3.7. Vertical Flame Test

The measurements of the vertical flame test of untreated and developed samples are shown in Table 2 and Figure 7. It can be seen from Table 2 and Figure 7 that MDPA has a good effect on the flame retardancy of the cotton fabric, which is further improved by the deposition of ZnO NPs. It is evident from the results that flame retardant properties (i.e., after flame time, after glow time, and char length) improved with increased deposition of ZnO NPs. The untreated sample burned intensely in contact with flame. After detaching the flame source, the burning process of the untreated sample continued until it completely burned out without any char formation. On the other hand, all the treated samples (MDPA treated and MDPA + ZnO NPs treated) were self-extinguished. Furthermore, char formation was observed in the case of treated samples (MDPA treated and MDPA + ZnO NPs treated). Moreover, it was observed that the after flame time, after glow time, and char length of the treated samples decreased with an increased amount of Zn contents. The best flame retardant results were observed in the case of sonochemically optimized Sample 23. Sample 23 self-extinguished immediately after the removal of the combustion source and had zero seconds after flame time, zero seconds after glow time, and 39 mm char length. Sample A, developed by the conventional magnetic stirring method, had 2.13 seconds after flame time, zero seconds after glow time, and 76 mm char length, while sample B, only treated with MDPA, had 8.04 seconds after flame time, 5.21 seconds after glow time, and 127 mm char length. The char formation in the case of MDPA and MDPA + ZnO NPs treated samples was because of water removal from the fabric, which created the insulating layer and protected the fabric after flame removal, hence increasing the flame retardancy [54]. Furthermore, ZnO NPs acted as co-catalysts and decreased the flame spread rate; therefore, improved flame retardancy was achieved [55]. Figure 8 show the mechanism of flame retardancy. The comparison of current research results with literature is shown in Table 4.

3.8. Limiting Oxygen Index (LOI)

LOI can be defined as the minimum available percentage amount of oxygen gas in the oxygen/nitrogen gas mixture that is necessary to continue the combustion process of a material [60]. As the LOI value of a material is increased, it becomes more arduous to combustion. An LOI value of more than 27 indicates that the material is a flame retardant [60,61]. Table 2 and Figure 9 show the values for the LOI of treated and untreated fabric samples. It can be seen from Table 2 that the untreated sample has an LOI value of 17.6, which indicates that pristine cotton is highly combustible. On the other hand, sample B, having flame retardant application, has an LOI value of 23.8, which further increased after ZnO NPs application.
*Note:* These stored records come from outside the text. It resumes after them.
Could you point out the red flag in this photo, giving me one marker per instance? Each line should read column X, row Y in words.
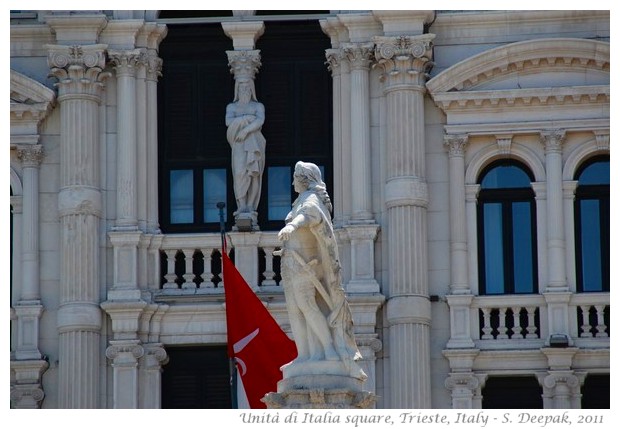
column 255, row 339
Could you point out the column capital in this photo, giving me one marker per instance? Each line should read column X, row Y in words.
column 553, row 140
column 359, row 55
column 334, row 61
column 456, row 144
column 154, row 65
column 79, row 69
column 30, row 155
column 244, row 64
column 404, row 59
column 126, row 61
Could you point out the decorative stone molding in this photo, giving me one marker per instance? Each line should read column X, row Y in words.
column 116, row 349
column 79, row 69
column 456, row 144
column 334, row 61
column 526, row 56
column 602, row 140
column 404, row 59
column 244, row 34
column 31, row 155
column 244, row 64
column 319, row 399
column 553, row 140
column 126, row 62
column 359, row 55
column 504, row 143
column 406, row 191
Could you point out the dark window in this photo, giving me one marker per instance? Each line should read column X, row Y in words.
column 592, row 226
column 507, row 230
column 596, row 392
column 294, row 85
column 196, row 377
column 512, row 393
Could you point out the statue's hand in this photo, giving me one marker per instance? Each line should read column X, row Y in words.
column 285, row 233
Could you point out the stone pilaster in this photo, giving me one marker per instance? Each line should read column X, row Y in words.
column 79, row 70
column 458, row 220
column 556, row 281
column 26, row 389
column 153, row 71
column 124, row 355
column 335, row 62
column 359, row 56
column 404, row 62
column 125, row 64
column 150, row 368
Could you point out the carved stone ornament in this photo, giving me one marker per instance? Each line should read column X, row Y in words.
column 31, row 155
column 79, row 69
column 553, row 140
column 456, row 144
column 405, row 59
column 244, row 64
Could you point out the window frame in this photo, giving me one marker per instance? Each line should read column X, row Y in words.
column 600, row 193
column 506, row 197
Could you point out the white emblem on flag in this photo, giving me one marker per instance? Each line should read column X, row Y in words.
column 240, row 345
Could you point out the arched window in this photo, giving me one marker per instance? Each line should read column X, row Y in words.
column 506, row 230
column 592, row 225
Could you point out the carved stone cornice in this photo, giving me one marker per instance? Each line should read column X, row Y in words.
column 30, row 155
column 456, row 144
column 553, row 140
column 126, row 62
column 462, row 381
column 244, row 64
column 405, row 60
column 359, row 55
column 79, row 69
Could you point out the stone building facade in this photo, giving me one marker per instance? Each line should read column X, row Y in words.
column 467, row 154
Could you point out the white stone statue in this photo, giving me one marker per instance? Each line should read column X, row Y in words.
column 319, row 313
column 244, row 118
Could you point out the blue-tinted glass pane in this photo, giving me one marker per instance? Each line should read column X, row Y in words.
column 522, row 243
column 595, row 174
column 181, row 196
column 592, row 279
column 505, row 176
column 279, row 181
column 493, row 249
column 214, row 186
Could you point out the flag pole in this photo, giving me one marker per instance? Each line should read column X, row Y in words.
column 231, row 361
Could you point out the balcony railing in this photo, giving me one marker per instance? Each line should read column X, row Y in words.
column 501, row 320
column 192, row 263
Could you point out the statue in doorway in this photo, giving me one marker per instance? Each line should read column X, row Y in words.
column 244, row 118
column 319, row 313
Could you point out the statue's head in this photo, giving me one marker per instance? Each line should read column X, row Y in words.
column 245, row 90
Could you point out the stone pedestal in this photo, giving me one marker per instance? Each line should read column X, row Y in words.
column 320, row 385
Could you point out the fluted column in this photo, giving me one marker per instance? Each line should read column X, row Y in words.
column 458, row 220
column 150, row 375
column 556, row 266
column 335, row 65
column 404, row 62
column 125, row 63
column 79, row 72
column 359, row 56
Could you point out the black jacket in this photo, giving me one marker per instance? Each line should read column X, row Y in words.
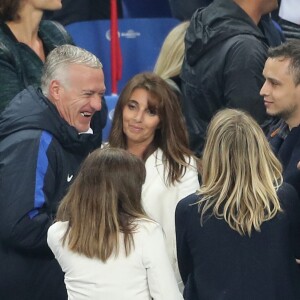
column 286, row 146
column 40, row 154
column 224, row 58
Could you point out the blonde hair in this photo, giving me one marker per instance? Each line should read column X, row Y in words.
column 240, row 173
column 103, row 201
column 170, row 58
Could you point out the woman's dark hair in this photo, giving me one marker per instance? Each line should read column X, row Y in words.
column 171, row 136
column 9, row 10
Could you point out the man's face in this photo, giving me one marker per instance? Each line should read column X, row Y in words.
column 80, row 96
column 281, row 95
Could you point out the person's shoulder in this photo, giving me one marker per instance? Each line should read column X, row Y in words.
column 58, row 228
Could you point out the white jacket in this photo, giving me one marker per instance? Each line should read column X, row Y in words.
column 160, row 200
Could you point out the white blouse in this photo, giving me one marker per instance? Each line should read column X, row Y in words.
column 145, row 274
column 160, row 200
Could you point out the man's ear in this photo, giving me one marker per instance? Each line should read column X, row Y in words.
column 55, row 89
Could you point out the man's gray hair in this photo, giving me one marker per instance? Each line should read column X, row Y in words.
column 60, row 58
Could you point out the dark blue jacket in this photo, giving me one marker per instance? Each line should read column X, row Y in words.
column 40, row 154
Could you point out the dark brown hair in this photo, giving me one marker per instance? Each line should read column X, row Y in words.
column 171, row 136
column 104, row 201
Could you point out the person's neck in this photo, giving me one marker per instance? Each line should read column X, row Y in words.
column 26, row 30
column 250, row 9
column 137, row 149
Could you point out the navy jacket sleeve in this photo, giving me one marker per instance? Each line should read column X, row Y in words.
column 27, row 185
column 243, row 76
column 183, row 251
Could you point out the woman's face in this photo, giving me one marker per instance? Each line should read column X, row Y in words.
column 45, row 4
column 139, row 120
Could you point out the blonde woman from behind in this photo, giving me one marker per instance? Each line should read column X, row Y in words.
column 239, row 236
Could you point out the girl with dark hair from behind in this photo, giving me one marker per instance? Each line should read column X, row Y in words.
column 103, row 240
column 239, row 236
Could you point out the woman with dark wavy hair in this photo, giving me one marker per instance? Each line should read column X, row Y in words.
column 25, row 41
column 148, row 123
column 103, row 240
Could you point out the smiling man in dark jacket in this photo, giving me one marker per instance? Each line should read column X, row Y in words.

Table 2 and Figure 9 show that the LOI value increased as the loaded concentration of ZnO NPs increased. These results are in accordance with Zhang et al., who concluded that the LOI value of cellulosic fibers increases as the loaded concentration of ZnO NPs increases [8]. The higher LOI value after ZnO NPs application might be due to the formation of a protective layer on fibers by ZnO NPs. The best LOI value was observed at 32.2 for sonochemical optimized sample 23, while sample A, developed by the conventional magnetic stirring method, had the LOI value of 27.7, which is very near to the LOI value (27.4) of sample 27, which had less ZnO NPs concentration compared to Sample A. This might be due to the homogenous and smooth distribution of ZnO NPs in the case of sample 27 after the sonochemical process compared to the conventional magnetic stirring process. The comparison of current research results with literature is shown in Table 5.

3.9. Antibacterial Activity

Antibacterial activity of the developed samples was investigated according to the colony count test procedure and is shown in Table 2 and Figure 10. The results show that treated fabrics exhibit excellent bacterial reduction for both E. coli and S. aureus bacteria. From Table 2 and Figure 10, it is evident that with an increased loaded amount of ZnO NPs, the antibacterial activity of the treated samples also increased for both E. coli and S. aureus bacteria. Furthermore, 100% S. aureus reduction was achieved with an 8.78% loaded concentration of Zn contents (sample 17). In comparison, 100% E. coli reduction was achieved with a 9.07% loaded concentration of Zn contents (sample 18). As the ZnO NPs interact with bacteria, they generate reactive oxygen species, such as H2O2, •OH, and •O2. These reactive oxygen species damage the protein and DNA of the bacterial cell, resulting in the death of a bacterial cell. Furthermore, ZnO NPs deactivate the various necessary enzymes present in a bacterial cell; it is determined by the interaction between the ZnO NPs and the thiol group present in the bacterial cell. Moreover, the attachment of ZnO NPs onto the cell wall of the bacteria increases the concentration of the Zn2+ cations in the cytoplasm, which results in the death of bacteria [62,63,64]. A comparison of the current research results with the literature is presented in Table 6.

3.10. Ultraviolet Protection Factor (UPF)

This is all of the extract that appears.